Froide esthétique
Heureusement pour les cinéastes que les hommes de main d’Hitler étaient suffisamment nombreux et barbares pour continuer de les inspirer. Parfois à tort. Dans HHhH, film au titre aussi énigmatique que difficilement prononçable, le bourreau s’appelle Heydrich. Et il n’était pas du genre rigolo, puisqu’en plus d’avoir épuré les rangs du parti nazi et dirigé la Bohême- Moravie à coups de massacres, c’est l’architecte de la solution finale. Voilà qui aurait pu faire un bon sujet de film, mais que Cédric Jimenez se contente d’effleurer. Le réalisateur abandonne l’Histoire et la psychologie au profit de longs tableaux esthétisants, avec caméra virevoltante et musique solennelle, pour suggérer tour à tour la barbarie d’Heydrich et ses quelques moments d’humanité.
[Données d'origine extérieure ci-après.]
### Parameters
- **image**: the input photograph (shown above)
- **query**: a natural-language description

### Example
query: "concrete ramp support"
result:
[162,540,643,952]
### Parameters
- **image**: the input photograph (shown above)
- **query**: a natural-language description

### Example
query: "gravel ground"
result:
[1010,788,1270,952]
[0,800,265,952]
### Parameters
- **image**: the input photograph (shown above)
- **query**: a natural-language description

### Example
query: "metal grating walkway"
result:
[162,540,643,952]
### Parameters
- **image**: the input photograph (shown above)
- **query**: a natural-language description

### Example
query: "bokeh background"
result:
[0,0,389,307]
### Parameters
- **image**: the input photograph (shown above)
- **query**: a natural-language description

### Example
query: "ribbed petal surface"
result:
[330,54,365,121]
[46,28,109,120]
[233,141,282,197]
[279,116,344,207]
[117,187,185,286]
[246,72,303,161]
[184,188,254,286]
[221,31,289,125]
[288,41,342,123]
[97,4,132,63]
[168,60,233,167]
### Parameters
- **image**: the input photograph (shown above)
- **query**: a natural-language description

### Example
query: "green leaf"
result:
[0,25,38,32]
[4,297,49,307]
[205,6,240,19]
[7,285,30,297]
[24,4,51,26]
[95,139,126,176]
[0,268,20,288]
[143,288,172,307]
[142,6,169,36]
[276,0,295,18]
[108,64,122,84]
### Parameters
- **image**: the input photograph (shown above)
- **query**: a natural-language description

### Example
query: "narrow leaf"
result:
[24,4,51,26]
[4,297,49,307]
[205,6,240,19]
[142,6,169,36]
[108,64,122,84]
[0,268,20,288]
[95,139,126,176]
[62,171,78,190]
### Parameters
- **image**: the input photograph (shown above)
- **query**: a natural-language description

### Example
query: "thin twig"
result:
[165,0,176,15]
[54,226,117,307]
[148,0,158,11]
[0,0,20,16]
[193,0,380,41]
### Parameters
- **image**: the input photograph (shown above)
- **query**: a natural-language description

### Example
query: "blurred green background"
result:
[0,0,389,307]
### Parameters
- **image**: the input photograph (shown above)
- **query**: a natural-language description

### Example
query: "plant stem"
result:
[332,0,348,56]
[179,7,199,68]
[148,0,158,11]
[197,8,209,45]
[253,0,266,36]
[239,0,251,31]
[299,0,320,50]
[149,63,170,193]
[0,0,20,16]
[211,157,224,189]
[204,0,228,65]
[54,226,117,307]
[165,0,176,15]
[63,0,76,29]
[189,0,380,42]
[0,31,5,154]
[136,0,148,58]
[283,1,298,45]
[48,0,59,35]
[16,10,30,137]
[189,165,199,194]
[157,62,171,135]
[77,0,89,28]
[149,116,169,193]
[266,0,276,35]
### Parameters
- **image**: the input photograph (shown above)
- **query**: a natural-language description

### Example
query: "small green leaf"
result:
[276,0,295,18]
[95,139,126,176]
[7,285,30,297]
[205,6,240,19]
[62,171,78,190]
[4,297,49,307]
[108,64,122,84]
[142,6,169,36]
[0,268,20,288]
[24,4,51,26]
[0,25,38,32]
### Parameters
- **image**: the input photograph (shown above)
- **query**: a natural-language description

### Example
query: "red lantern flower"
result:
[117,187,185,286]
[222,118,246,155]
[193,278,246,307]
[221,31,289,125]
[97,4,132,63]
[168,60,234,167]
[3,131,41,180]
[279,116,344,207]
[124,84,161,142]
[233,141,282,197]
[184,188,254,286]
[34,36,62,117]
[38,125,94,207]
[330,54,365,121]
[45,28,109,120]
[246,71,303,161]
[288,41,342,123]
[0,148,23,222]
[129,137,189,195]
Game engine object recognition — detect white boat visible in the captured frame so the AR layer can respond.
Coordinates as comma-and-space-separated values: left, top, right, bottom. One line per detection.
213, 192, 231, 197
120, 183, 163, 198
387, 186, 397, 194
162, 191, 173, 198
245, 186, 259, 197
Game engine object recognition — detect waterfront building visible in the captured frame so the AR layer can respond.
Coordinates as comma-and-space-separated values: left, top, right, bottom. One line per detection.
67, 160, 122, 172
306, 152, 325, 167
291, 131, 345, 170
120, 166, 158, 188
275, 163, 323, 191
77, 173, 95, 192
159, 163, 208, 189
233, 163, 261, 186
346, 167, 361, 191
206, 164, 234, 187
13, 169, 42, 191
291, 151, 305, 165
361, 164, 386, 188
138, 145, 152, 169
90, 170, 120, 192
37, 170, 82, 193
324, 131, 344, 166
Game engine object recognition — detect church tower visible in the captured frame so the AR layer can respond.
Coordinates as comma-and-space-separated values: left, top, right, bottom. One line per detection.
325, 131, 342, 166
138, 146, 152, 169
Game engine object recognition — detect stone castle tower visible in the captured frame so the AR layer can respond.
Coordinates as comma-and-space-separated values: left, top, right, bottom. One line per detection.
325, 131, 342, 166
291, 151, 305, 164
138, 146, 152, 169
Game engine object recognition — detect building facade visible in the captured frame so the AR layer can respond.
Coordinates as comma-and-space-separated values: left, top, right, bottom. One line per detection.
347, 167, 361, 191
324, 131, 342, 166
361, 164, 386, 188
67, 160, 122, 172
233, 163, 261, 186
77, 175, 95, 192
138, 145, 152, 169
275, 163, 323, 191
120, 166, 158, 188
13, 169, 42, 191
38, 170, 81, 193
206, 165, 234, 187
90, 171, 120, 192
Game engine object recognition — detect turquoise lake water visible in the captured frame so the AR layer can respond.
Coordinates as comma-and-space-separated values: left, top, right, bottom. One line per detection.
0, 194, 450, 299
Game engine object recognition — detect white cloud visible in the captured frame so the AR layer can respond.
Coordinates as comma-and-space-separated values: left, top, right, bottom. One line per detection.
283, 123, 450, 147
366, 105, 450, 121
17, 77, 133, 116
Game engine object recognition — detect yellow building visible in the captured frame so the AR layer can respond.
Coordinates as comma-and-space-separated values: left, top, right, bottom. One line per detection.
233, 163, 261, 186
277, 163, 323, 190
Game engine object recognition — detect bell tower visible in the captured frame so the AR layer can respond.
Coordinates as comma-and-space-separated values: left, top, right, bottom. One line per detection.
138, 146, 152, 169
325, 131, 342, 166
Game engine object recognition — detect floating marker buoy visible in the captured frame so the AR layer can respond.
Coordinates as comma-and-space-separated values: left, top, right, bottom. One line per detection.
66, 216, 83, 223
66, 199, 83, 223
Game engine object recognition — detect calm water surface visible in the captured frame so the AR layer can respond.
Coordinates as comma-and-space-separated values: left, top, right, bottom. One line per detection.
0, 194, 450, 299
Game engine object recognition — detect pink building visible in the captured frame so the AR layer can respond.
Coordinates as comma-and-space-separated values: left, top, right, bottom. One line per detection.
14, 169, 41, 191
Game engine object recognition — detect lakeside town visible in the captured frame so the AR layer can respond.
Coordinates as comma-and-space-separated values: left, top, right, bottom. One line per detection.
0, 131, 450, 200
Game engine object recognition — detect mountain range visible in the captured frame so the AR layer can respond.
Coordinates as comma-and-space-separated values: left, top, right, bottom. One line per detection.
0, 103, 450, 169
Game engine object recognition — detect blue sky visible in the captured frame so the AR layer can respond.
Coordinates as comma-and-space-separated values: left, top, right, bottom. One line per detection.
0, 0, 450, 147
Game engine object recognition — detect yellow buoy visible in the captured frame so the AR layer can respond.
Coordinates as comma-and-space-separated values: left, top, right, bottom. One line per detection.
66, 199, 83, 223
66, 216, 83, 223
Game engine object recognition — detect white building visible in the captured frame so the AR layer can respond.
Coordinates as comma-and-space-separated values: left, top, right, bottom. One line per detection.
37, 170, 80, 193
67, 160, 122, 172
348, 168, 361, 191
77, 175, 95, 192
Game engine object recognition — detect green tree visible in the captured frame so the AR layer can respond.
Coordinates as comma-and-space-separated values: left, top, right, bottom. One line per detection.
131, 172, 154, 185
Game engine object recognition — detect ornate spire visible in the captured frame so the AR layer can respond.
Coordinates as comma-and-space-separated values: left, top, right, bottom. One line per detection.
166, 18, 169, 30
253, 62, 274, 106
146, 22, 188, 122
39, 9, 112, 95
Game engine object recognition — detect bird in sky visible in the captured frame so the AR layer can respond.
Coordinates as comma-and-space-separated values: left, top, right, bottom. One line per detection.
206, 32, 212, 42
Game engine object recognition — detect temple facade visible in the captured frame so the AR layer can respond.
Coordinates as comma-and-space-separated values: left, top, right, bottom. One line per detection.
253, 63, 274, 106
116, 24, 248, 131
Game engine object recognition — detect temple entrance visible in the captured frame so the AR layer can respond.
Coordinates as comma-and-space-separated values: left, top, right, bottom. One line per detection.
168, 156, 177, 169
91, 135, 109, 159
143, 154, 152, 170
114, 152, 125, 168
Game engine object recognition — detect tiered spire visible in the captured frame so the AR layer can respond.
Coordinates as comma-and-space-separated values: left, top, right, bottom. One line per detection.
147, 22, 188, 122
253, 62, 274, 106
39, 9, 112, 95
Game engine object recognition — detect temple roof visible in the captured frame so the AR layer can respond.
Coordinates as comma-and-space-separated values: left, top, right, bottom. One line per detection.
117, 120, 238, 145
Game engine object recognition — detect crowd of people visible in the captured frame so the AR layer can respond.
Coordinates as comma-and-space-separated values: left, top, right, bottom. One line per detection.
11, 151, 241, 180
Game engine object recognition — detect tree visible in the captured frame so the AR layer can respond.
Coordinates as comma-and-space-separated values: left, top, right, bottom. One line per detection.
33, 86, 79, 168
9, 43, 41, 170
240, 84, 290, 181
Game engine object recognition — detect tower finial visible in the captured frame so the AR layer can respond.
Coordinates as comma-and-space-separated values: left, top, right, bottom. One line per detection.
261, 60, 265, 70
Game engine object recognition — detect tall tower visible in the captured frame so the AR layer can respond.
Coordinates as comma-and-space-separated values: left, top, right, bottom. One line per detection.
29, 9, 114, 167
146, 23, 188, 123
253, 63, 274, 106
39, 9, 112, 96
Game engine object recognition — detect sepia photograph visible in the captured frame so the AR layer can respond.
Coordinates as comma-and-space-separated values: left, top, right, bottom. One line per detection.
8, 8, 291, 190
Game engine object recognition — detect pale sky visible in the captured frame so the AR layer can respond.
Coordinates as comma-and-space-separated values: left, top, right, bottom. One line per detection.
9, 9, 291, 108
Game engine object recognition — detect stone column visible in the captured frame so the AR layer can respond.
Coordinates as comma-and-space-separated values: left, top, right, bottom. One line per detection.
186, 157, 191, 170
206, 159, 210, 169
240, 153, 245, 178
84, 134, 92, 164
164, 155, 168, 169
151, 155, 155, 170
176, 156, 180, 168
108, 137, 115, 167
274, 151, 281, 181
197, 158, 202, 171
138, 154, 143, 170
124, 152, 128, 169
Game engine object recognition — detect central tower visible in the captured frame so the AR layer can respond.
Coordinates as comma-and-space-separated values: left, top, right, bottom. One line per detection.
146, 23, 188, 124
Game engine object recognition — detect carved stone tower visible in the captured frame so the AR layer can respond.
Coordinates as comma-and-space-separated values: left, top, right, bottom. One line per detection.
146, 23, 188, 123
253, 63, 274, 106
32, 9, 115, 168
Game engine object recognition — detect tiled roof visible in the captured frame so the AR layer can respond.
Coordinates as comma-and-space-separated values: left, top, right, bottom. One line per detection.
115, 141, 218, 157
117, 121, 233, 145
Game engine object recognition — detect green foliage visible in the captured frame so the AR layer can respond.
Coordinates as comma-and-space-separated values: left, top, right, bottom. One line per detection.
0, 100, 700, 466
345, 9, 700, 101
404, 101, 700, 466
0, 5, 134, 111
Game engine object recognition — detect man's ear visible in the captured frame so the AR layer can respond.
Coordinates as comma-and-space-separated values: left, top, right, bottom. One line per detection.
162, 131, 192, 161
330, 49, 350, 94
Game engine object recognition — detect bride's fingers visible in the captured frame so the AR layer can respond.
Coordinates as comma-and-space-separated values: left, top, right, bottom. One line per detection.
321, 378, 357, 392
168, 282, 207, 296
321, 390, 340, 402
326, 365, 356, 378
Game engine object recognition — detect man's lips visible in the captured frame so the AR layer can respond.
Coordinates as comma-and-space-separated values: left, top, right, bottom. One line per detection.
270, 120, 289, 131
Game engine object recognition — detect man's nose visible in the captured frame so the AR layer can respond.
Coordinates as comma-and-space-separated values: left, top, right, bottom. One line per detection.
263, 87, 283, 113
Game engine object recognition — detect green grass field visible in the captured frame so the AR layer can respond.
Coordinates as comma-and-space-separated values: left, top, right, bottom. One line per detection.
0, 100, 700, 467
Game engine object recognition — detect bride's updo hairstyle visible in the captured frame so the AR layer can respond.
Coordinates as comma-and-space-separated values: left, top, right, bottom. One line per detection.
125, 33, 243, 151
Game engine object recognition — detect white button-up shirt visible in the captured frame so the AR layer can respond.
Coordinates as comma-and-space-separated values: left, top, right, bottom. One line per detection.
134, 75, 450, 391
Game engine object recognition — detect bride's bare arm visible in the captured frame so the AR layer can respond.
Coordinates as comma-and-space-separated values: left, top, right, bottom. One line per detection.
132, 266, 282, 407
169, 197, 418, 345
Superficiel C’est beau mais froid, et surtout épuisant. Jimenez peine à poser sa caméra gigoteuse pour créer une véritable dramaturgie, les scènes de dialogue étant expédiées et le contexte historique réduit à l’état d’indices. Et surtout, au lieu de creuser la personnalité d’Heydrich, le film abandonne soudainement ce personnage dans sa deuxième partie pour se consacrer à l’opération Anthropoid, une mission d’assassinat du dirigeant nazi orchestrée par Londres et confiée à deux soldats tchécoslovaques. Là, il retombe dans ses mêmes travers. Les deux personnages, réduits à l’état de figures historiques avec le minimum de psychologie, provoquent le minimum d’empathie chez le spectateur. On reste en surface de ce film, long comme l’Occupation.